From Siem Reap, I went down to Kampot and spent time at a hostel that doubles as a water park. They had those massive water slides that throw you a few feet up in the air!
And then my final stop: Phnom Penh. The capital city of Cambodia. I’ll keep my description of Phnom Penh brief because of the strong emotions I felt while I was there. The Khmer Rouge was a communist party that governed Cambodia in the 1970s under the directions of their leader Pol Pot. Between 1975 and 1979, the Khmer Rouge committed mass genocide. They followers of the Khmer Rouge believed (or were led to believe) that the main cause of suffering of the Cambodians were the educated class and the people who lived in cities. Armed by their leaders, they arrested, tortured and killed anyone who was educated or lived in a city. A large number of people fled the cities to avoid being slaughtered. The ones who were captured were made to work in the rice fields. The Khmer Rouge government made absurd demands in the amount of rice that these workers had to produce – a feat not possible even if they actually knew how to work in the fields. People were randomly arrested, tortured barbarically until they signed confessions naming other people they had no links with – just so that the torture would stop.
They even had killing fields… a few hundred of them across Cambodia. I visited the killing fields of Phnom Penh, where they found mass graves of hundreds of people, including women and children. Since this was mass genocide, they didn’t have enough bullets to kill all these people. Plus bullets were expensive. So these barbarians had victims kneel and smashed the back of their heads with axes, swords, sticks, poles, and basically anything they could find. They would then slit their throats to make sure they were dead, and then toss their bodies in a pit filled with dead bodies. For the children, they held them by the ankles and swung them so that their heads smashed against a tree and they died. They were then tossed in the mass graves with the others. It was terrible. They say that 1 in 4 Cambodians were killed in that brief period of the Khmer Rouge rule. That’s millions of people killed for living in a city or having an education. They even arrested and killed you if you wore glasses!
The Khmer Rouge was finally overthrown with the help of the Vietnamese, but internationally, and even in the United Nations, the Khmer Rouge was recognised as the ruling party for many many years after that. That’s world politics for you. The leaders of the Khmer Rouge are still under trial, and it seems very unlikely that any of them will be brought to justice while they are alive. They’re all very very old now. The leader, Pol Pot died under house arrest, and it’s very unlikely that he was made to suffer even a little for his crimes.
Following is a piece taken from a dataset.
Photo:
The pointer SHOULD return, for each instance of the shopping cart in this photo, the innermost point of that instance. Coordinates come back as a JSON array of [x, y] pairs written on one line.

I was so emotionally overwhelmed that I didn’t even bother clicking pictures at the S21 (high school converted to a jail and torture chamber) or the killing fields. Besides, I don’t think clicking pictures at places like these would even be appropriate. They exist today as a reminder of what happened, as a memory of the millions that lost their lives, and as a warning of the horrific consequences of genocide. But is the world really listening?